African students will be ferried between their home ports and the Fort McHenry on a high-speed Swift boat. In a port call to Limbe, Cameroon, in December, 100 Cameroonians will embark for a two-week session for leadership and personnel training.

SHARED VISION THROUGH JOINT ENGAGEMENT

"We're looking forward to working with our partner nations in the Gulf of Guinea, exchanging ideas ... and further strengthening our ties," Nowell said. Passengers also will conduct community outreach by renovating local schools and medical clinics.
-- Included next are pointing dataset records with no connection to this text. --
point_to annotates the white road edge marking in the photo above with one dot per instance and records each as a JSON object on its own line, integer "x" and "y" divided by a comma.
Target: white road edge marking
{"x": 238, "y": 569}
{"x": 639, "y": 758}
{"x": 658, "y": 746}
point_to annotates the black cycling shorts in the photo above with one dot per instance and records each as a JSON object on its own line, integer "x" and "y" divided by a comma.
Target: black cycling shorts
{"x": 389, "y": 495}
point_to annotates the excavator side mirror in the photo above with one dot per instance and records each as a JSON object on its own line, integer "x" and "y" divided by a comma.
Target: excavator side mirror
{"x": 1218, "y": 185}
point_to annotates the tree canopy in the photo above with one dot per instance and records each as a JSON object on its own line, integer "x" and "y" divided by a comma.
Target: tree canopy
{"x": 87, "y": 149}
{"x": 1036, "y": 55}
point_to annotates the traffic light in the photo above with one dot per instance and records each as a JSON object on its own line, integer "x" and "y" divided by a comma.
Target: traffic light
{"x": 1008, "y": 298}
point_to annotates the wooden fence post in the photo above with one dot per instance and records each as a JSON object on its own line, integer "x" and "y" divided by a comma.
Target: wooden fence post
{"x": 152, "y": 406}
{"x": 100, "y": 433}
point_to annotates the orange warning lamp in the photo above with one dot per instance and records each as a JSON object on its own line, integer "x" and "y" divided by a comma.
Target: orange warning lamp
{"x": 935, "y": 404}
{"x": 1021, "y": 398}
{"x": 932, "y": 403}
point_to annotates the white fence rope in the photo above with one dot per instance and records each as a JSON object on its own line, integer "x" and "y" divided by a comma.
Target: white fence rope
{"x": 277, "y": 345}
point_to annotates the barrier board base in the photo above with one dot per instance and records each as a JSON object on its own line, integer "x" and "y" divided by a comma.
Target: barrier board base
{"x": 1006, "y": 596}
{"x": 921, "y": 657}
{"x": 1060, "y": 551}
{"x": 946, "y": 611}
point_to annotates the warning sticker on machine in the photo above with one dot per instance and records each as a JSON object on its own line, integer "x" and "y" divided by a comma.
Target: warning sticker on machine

David Zimmerman, chief of security cooperation for the U.S. Coast Guard, told USINFO that its training will focus on port security, maritime law enforcement and small boat operations. Expertise in small boat tactics is particularly valuable, he said, for river and port security and coastal border patrol.

The Coast Guard will be providing a rotating team of four trainers and a staff officer. The continuous presence of the Fort McHenry will allow them, and other trainers, to reinforce what they have taught students with follow-up training.

Lieutenant Commander Peter Niles, a Coast Guard training manager, told USINFO that most of the countries the Fort McHenry is visiting already have an ongoing partnership with the Coast Guard through U.S. security assistance programs.

NOAA will train 30 Ghanaians in the spring to improve scientific data collection and the monitoring of fish catches. The training also will focus on endangered species, such as sea turtles, that should not be caught.

NOAA spokeswoman Monica Allen told USINFO that her agency has scientific and safety equipment onboard, but the trainers will join the ship in 2008. She said its activities support an important goal of the National Fishery Conservation Act calling on the agency to enhance international fishery cooperation.

USAID's personnel are not sailing with the ship, but will team up when it visits countries where there is a mission, such as Liberia, Senegal and Ghana. USAID plans to hold a bird flu conference in Ghana, and there are tentative plans to donate veterinary lab equipment.